Tuesday, July 19, 2011

New Perspective

Since it has officially been over a year since I taught second grade, and since it has been officially stated that next year I am teaching fourth again (which is what I wanted), I decided that it was time to clean the second grade storage room that is supposed to be a guestroom (not that we have many guests that stay the night... but considering there is currently no walking space in there at all... it should be cleaner).

One of the big things filling the room is children's books. It was (and still is) a huge priority for my classroom to have tons of books. However, my 4th graders for the most part won't read the books I had for my second graders. I kept some... but most were being stored for the chance of teaching a younger grade again sometime in the future, and for our kids.

So I started sorting into two main piles- books to keep for classroom and for when our child is older, and books that will be great for the 1-4 year old that joins our house sometime in the future. Mostly it was keeping the easy, simple books with lots of pictures or good lessons (like its okay to be sad). But amongst my searching I found a few books that I really liked as kids books... but now that we are adopting seem totally inappropriate!

The first one is more well known- Are You my Mother?. Simple enough story, the baby bird searching for its mom, asks a whole lot of other creatures and things, while each tells the bird they aren't their mom because they are a dog, cat etc. At the end, baby bird finds mom, and is told she is his mother. Nice story... unless you are adopting a child that looks different than you. I think that the book seems to be telling the child that the correct mom needs to be the one that looks like you, and I don't really want to say that to my future African child.

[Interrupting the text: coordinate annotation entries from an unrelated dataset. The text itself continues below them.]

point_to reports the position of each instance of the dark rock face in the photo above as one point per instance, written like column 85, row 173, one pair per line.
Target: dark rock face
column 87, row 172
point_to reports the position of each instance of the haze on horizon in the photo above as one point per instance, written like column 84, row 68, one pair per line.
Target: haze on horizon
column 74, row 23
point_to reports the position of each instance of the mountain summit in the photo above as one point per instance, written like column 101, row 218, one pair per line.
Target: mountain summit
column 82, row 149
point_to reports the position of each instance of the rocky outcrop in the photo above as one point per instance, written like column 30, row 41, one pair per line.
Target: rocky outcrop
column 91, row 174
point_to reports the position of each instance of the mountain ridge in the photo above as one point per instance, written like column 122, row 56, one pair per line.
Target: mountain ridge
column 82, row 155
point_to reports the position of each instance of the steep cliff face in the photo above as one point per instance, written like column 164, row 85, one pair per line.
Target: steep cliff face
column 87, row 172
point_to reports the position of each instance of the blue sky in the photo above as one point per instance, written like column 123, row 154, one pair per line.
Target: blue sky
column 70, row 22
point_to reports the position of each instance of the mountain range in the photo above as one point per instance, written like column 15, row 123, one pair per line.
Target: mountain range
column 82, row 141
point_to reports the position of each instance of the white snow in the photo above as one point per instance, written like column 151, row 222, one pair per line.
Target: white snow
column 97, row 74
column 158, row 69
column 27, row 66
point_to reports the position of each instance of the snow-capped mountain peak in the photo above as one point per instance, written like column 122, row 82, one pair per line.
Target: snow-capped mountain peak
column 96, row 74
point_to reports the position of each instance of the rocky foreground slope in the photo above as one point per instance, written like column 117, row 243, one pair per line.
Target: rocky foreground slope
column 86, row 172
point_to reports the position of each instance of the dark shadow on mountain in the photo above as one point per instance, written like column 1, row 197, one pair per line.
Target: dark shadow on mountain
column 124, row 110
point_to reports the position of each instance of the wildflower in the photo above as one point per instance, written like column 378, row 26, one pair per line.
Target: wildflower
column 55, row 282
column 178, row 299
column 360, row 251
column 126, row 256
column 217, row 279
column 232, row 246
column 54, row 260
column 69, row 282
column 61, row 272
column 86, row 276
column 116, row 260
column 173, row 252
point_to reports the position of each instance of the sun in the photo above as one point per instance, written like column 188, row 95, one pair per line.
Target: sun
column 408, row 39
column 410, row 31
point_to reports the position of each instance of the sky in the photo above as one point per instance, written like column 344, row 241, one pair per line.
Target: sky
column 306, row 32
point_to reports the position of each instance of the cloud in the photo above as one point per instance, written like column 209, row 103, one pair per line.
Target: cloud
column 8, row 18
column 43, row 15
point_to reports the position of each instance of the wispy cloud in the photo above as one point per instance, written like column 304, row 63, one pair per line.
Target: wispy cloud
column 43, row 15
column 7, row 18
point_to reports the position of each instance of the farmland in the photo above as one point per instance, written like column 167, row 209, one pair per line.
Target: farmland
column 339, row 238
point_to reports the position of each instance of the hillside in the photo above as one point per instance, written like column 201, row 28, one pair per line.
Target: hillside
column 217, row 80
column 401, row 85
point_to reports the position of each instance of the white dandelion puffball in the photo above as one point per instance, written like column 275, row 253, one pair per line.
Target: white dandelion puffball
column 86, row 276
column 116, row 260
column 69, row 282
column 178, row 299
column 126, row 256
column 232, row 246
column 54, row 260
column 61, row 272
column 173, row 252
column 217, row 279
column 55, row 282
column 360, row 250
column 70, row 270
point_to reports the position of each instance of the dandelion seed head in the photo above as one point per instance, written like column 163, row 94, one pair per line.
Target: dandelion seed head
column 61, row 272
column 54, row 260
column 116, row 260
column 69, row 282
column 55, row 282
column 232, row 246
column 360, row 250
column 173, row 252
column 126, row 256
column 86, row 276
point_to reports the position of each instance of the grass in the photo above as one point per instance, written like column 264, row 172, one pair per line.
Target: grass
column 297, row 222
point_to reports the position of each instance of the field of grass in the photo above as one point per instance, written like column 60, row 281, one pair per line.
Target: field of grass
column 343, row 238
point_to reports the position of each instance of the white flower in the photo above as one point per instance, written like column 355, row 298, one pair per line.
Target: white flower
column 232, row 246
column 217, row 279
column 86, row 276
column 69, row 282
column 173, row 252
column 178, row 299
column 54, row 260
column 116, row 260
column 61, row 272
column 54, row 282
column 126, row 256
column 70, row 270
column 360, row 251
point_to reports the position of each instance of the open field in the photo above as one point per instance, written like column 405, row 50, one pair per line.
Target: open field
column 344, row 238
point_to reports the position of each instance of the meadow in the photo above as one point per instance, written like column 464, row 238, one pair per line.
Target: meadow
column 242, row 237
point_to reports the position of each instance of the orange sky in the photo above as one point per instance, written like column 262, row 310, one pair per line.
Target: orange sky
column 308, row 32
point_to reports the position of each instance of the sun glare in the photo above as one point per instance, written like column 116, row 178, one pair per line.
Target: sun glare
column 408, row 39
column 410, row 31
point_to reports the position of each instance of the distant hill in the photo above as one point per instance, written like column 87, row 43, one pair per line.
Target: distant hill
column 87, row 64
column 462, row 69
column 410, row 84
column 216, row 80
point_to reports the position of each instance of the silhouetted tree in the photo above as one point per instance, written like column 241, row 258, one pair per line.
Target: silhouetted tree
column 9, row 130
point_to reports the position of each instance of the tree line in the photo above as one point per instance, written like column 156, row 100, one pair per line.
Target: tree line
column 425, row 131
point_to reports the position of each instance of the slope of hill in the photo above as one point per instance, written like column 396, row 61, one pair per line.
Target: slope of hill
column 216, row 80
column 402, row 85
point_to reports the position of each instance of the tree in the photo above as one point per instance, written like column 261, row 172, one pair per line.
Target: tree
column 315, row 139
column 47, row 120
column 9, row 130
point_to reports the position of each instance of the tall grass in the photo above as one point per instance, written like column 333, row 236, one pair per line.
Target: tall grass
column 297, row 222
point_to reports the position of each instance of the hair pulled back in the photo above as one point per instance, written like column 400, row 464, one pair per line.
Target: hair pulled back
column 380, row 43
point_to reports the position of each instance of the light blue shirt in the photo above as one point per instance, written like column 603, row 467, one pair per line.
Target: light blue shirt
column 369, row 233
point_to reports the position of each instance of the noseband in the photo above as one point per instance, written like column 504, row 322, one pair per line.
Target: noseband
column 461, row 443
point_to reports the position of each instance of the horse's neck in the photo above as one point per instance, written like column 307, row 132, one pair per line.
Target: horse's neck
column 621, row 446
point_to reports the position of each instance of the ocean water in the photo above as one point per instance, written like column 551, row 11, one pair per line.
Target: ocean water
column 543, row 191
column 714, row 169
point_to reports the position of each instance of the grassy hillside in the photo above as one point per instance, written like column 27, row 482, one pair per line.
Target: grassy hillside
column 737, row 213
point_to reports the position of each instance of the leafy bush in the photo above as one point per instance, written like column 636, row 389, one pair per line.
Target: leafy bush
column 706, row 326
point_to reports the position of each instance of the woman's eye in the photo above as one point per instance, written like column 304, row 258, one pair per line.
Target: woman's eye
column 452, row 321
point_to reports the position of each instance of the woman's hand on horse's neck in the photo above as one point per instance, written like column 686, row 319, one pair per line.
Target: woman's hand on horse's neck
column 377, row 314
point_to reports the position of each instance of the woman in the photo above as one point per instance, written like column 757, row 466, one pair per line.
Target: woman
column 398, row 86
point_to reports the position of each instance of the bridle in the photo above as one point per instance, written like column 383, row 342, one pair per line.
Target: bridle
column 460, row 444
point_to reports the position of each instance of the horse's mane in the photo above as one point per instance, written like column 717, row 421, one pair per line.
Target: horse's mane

The next story I discovered during my teaching time: Stellaluna. I used to read this to my second graders when we were learning about animals. For those of you who haven't read it, the basic storyline is that the baby bat gets separated from mom and is more or less adopted by a bird family. This bat learns to eat and fly like the bird brothers and sisters it is living with, but keeps wanting to do things different (like not eat bugs and hang upside down). Time goes on, and baby bat meets back up with mom! She teaches baby bat how to be a bat, and do bat things, etc. The bat tries to teach her bird friends the same things, but they all find that they are better being who they are. To most kids, I would say that the general message is to accept who you are even if you are different than the others around you. Good message. Now, as a future adoptive parent, I wouldn't read this book to my child. Consider the implications- separation from mom, and live with a new family, so far it really identifies with their life. If it ended with bat staying with bird family and all being happy together, maybe we would be fine... but no. After living with new family, mom returns, and the baby goes back to live with mom! Then, finds out that life is better that way.

Adopted kids frequently have fears that their birth parent will come and take them away from the family they are attaching to. Also, the message that we want to send is that they are supposed to be with us, even though we don't look the same. Stellaluna is the opposite of that.

I could go on, there are various other ones, but these two stuck out the most. It isn't even that I think they are bad books, or that no one should read them, it was more of gaining a new perspective of how thing will look through my child's eyes, and trying to get a head start on at least at first protecting them from books that send the wrong message. As my kids get older, I will probably be more open with what I read to them, and then we can talk about how the book isn't accurate, or how it is a different story than us, etc. But when our child is first home... these books are in storage.

1 comment:

  1. Have you looked at Tapestry books? They specialize in books with a positive adoption theme. You might consider them for your class in general!